She nodded in response, her mouth firmly sealed, her chin jutting out stubbornly.

“Right. Because I bought you fish and french fries and beer. And I give you really great orgasms. I’m a monster.”

“I don’t know what game you’re playing,” she said, suddenly looking much less stubborn and a little more wobbly. And that made him feel something close to guilty. “What’s the point in blurring the lines while we walk through town? We both know this isn’t a relationship. It’s...it’s boxes being ticked on a list.”

“Sure. But why does it matter if people in town know you’re doing that?”

“You know why it matters. Don’t play like you don’t understand. You do. I know you do. You know who I am, and you know that I feel like I’m under a microscope. I shared all of that with you. Don’t act surprised by it now.”

“Well,” he said, opting for honesty even though he knew it was a damned bad idea. “Maybe I don’t like being your dirty secret.”

“It’s not about you. Any guy that I was... Anyone that I was...doing this with. It would be a secret. It has to be.”

“Why?”

“Because!” she exploded. “Because everyone will be...disappointed.”

“Honey,” he said, “I don’t think people spend half as much time thinking about you as you think they do.”

“No,” she said. “They do. You know Ace. He’s the pastor’s son. He ran away from home, he got married, he got divorced. Then he came back and opened a bar. My parents...they’re great. They really are. But they had a lot of backlash over that. People saying that the Bible itself says if you train up a child the way he should go, he’s not going to depart from it. Well, he departed from it, at least as far as a lot of the congregants were concerned. People actually left the church.” She sucked in a sharp breath, then let it out slowly. “I wanted to do better than that for them. It was important. For me to be...the good one.”

Caring about what people thought was a strange concept. Appearances had never mattered to Jonathan. For him, it had always been about actions. What the hell did Rebecca care if he had been good? All she cared about was being taken care of. He couldn’t imagine being bound by rules like that.

For the first time, he wondered if there wasn’t some kind of freedom in no one having a single good expectation of you.

“But you don’t like being the good one. At least, not by these standards.”

Her eyes glittered with tears now. She shook her head. “I don’t know. I just... I don’t know. I’m afraid. Afraid of what people will think. Afraid of what my parents will think. Afraid of them being disappointed. And hurt. They’ve always put a lot of stock in me being what Ace wasn’t. They love Ace, don’t get me wrong. It’s just...”

“He made things hard for them.”

Hayley nodded, looking miserable. “Yes. He did. And I don’t want to do that. Only...only, I was the good one and he still ended up with the kind of life I want.”

“Is that all?” Jonathan asked. “Or are you afraid of who you might be if you don’t have all those rules to follow?”

A flash of fear showed in her eyes, and he felt a little guilty about putting it there.

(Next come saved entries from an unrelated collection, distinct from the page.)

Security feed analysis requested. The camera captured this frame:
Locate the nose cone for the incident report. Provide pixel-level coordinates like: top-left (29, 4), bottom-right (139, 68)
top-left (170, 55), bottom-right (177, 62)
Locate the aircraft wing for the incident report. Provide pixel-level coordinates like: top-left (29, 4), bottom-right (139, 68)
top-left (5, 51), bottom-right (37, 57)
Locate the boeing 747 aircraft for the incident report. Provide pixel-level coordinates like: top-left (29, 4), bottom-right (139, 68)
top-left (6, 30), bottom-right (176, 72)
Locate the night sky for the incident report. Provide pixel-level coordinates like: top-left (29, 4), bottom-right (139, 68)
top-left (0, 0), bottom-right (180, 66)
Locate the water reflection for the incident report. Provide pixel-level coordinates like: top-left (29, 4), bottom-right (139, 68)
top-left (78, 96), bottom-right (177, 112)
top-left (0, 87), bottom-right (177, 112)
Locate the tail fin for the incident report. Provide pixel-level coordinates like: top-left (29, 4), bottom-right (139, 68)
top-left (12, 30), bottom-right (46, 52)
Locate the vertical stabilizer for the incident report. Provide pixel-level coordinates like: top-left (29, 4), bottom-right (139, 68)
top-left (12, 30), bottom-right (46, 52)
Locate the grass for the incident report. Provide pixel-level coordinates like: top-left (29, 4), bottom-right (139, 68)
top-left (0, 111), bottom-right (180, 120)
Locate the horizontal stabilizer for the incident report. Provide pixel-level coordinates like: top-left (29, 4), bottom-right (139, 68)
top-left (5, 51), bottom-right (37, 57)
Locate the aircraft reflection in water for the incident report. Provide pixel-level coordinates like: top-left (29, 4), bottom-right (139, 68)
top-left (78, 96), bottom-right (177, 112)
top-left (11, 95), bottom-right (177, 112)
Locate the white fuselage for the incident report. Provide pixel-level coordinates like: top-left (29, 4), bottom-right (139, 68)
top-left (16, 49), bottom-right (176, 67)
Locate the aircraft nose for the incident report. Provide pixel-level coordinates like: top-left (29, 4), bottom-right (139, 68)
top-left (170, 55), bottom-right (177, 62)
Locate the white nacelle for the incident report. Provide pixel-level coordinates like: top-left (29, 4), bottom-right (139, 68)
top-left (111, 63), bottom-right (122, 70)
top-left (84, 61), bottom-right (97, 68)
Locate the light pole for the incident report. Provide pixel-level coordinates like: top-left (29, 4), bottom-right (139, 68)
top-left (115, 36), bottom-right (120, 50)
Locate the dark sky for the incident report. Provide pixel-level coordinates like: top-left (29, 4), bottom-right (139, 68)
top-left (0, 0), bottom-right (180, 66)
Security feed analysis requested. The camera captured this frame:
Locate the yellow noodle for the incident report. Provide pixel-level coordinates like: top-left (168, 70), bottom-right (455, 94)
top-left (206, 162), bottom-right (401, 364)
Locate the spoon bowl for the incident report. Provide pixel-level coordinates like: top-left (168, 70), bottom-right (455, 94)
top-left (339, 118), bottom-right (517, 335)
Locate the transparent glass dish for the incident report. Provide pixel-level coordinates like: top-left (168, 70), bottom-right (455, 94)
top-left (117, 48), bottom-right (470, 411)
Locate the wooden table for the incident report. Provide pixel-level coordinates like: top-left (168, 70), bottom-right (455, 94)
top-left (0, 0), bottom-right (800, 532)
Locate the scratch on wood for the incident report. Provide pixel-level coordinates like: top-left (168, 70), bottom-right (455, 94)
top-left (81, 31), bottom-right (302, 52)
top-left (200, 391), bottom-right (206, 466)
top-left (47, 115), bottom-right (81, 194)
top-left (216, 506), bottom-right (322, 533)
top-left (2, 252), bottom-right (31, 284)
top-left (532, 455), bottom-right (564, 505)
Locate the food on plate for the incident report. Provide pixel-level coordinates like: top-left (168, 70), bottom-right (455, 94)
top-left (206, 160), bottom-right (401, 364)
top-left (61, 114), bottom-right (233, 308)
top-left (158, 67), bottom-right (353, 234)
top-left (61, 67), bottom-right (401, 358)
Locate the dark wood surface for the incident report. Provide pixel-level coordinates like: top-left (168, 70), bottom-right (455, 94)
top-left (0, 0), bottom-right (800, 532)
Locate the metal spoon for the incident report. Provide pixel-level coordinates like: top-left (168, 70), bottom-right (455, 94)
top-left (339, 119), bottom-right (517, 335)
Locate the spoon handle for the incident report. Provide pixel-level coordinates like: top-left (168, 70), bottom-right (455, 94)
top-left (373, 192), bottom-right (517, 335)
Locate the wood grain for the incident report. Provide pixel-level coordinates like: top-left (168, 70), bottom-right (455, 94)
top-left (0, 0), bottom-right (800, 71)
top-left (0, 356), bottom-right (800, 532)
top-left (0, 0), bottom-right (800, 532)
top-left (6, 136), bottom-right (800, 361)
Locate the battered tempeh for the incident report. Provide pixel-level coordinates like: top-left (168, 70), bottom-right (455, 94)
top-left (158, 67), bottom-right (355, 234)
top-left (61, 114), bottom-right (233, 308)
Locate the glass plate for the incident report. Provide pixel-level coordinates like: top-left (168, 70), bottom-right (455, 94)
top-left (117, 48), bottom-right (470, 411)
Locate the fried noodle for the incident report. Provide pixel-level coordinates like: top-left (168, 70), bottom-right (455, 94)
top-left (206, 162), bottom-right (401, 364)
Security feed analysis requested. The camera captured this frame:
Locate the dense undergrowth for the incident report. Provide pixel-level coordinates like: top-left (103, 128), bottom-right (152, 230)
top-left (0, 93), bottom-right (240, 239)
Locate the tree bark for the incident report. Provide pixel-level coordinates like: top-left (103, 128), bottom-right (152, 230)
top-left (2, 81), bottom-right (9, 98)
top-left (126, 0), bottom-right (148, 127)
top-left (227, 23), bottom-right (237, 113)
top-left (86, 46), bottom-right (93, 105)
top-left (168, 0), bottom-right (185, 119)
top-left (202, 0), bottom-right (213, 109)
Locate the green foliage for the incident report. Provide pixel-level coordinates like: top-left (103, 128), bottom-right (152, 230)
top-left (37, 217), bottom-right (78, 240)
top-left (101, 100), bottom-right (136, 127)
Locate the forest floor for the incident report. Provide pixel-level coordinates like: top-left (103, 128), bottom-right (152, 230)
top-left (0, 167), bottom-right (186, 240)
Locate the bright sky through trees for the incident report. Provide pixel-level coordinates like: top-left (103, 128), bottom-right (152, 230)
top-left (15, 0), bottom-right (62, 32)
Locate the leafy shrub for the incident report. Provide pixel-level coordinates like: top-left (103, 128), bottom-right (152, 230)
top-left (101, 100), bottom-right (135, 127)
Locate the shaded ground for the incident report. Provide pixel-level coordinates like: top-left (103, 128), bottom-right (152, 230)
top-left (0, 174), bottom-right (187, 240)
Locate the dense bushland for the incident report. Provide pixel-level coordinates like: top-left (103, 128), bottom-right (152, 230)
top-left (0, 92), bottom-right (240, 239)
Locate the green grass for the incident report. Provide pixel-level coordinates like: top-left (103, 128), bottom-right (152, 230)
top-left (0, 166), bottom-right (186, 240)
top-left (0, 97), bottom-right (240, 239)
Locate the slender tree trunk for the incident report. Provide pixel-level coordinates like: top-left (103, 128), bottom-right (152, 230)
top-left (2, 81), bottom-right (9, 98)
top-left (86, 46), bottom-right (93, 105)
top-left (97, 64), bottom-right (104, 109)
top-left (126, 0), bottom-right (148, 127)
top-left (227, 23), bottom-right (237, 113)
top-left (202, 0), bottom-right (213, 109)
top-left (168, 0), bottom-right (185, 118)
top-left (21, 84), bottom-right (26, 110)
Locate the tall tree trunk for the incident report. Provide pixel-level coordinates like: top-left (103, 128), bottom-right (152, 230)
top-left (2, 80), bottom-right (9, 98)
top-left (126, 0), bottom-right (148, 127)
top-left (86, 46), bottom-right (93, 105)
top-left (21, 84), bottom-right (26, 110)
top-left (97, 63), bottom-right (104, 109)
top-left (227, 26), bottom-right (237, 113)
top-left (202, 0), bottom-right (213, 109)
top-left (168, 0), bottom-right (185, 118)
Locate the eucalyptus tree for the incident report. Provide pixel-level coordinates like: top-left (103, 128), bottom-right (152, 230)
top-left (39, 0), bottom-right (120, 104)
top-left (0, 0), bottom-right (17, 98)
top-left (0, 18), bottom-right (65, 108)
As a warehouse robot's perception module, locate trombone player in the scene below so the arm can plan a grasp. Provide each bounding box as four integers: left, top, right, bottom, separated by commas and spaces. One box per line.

Not guilty enough to take it back. Not guilty enough to stay away from her. Not guilty enough to keep his hands to himself. He reached out, cupping her cheek, then wrapped his arm around her waist and drew her toward him. “Does it scare you? Who you might be if no one told you what to do? I don’t care about the rules, Hayley. You can be whoever you want with me. Say whatever you want. Drink whatever you want. Do whatever you want.”

“I don’t know,” she said, wiggling against him, trying to pull away. “I don’t know what I want.”

“I think you do. I just think you wish you wanted something else.” He brushed his thumb over her cheekbone. “I think you like having rules because it keeps you from going after what scares you.”

He ignored the strange reverberation those words set off inside him. The chain reaction that seemed to burst all the way down his spine.

Recognition.

Truth.

Yeah, he ignored all that, and he dipped his head, claiming her mouth with his own.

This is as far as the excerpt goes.